Recent Progress and Challenges in Perylene Small Molecules, Assemblies and Composites for Photocatalytic Hydrogen Evolution

Abstract

AbstractPerylene diimide (PDI) derivatives are among the best‐known n‐type organic semiconductors because of their unique photophysical and chemical characteristics. In recent years, significant progress has been made in the development of various PDI/composites and their self‐assembled structures for photocatalytic hydrogen (H2) evolution. However, the slow transport of photogenerated charge carriers, rapid charge recombination, limited catalytic activity, and instability of these materials still pose difficulties for their practical use. In order to address these problems, extensive studies have been conducted on structural modifications, molecular design, and synthesis techniques to control the morphology of self‐assembled PDI structures and create new and effective photocatalysts. In this context, perylene based small molecules, their composites with TiO2 and g‐C3N4, self‐assembled perylene derivatives have been designed and their roles as heterogenous photocatalysts for H2 evolution have been investigated thoroughly in literature. In this review, the developments of PDI‐based photocatalysts for H2 evolution are outlined under four different categories.

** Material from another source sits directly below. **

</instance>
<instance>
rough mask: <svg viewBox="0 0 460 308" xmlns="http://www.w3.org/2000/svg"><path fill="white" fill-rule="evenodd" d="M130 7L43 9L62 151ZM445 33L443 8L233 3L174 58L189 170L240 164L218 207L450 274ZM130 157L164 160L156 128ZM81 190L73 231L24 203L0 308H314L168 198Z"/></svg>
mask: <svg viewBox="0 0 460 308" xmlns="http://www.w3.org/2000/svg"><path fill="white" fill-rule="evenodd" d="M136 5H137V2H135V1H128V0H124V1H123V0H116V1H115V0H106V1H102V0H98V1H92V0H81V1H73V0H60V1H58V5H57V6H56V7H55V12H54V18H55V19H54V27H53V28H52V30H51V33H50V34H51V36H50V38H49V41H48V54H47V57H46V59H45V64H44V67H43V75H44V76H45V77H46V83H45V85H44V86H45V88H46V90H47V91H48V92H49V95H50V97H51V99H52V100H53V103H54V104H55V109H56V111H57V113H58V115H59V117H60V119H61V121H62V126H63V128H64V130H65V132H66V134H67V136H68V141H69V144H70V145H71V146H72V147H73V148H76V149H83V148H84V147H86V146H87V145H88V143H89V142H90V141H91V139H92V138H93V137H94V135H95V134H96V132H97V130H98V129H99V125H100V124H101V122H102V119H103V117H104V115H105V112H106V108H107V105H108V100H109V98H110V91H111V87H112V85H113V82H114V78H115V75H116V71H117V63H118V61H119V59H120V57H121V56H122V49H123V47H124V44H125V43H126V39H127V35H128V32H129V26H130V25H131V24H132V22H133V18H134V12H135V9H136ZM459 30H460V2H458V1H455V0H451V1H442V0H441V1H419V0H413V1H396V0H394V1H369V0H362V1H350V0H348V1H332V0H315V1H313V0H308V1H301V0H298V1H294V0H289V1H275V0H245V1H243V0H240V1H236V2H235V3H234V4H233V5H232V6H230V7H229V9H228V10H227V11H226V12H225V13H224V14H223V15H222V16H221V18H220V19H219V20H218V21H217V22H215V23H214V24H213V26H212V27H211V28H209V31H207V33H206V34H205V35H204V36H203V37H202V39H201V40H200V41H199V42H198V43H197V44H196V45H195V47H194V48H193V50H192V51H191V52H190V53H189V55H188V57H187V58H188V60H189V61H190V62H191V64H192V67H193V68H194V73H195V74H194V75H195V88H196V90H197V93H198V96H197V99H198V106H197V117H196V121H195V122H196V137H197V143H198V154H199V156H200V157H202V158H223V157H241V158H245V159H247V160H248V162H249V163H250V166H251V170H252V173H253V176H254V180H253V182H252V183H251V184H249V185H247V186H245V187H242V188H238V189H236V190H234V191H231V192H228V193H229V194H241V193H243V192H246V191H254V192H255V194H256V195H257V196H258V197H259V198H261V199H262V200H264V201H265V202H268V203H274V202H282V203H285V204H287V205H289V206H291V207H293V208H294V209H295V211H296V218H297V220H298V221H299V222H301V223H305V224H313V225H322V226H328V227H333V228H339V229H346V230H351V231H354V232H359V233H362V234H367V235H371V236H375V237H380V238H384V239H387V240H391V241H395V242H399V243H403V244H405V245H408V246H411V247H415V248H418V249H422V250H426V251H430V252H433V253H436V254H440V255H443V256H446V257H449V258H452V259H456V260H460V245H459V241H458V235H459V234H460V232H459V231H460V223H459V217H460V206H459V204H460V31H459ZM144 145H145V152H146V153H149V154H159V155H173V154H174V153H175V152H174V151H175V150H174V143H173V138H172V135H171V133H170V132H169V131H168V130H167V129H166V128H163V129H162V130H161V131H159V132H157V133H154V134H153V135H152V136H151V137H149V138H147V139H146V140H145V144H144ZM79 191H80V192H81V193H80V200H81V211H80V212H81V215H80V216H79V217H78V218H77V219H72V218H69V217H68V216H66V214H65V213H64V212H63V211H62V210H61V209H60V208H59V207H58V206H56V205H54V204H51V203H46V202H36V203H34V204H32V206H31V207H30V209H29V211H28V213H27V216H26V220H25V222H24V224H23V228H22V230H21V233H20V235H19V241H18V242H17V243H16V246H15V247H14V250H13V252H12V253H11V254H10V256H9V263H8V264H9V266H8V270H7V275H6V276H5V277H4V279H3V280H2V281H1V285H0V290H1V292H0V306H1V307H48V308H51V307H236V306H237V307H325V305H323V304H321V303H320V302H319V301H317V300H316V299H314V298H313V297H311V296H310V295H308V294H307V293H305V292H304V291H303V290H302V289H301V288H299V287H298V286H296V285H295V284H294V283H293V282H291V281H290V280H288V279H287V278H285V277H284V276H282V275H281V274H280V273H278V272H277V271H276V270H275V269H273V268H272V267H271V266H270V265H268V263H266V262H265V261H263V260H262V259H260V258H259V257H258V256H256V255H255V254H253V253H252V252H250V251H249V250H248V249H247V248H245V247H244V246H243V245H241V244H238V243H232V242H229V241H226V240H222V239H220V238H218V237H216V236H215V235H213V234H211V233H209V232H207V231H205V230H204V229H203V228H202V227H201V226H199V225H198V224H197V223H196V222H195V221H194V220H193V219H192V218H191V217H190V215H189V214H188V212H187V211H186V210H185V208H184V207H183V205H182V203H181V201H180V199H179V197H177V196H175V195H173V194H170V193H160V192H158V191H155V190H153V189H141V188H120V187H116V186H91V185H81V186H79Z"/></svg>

Self‐assembled PDI nanostructures have made the most advancements among all the categories, with highest hydrogen evolution rate (HER) of 61.49 mmol g−1 h−1 while composites composed of perylene derivatives and g‐C3N4 exhibited the second highest rate of hydrogen evolution (17.7 mmol g−1 h−1). This review is intended to give researchers a better understanding and guidelines for designing PDI‐based and other chromophore‐based materials for efficient H2 evolution and their further exploration for future improvement in H2 evolution efficiencies.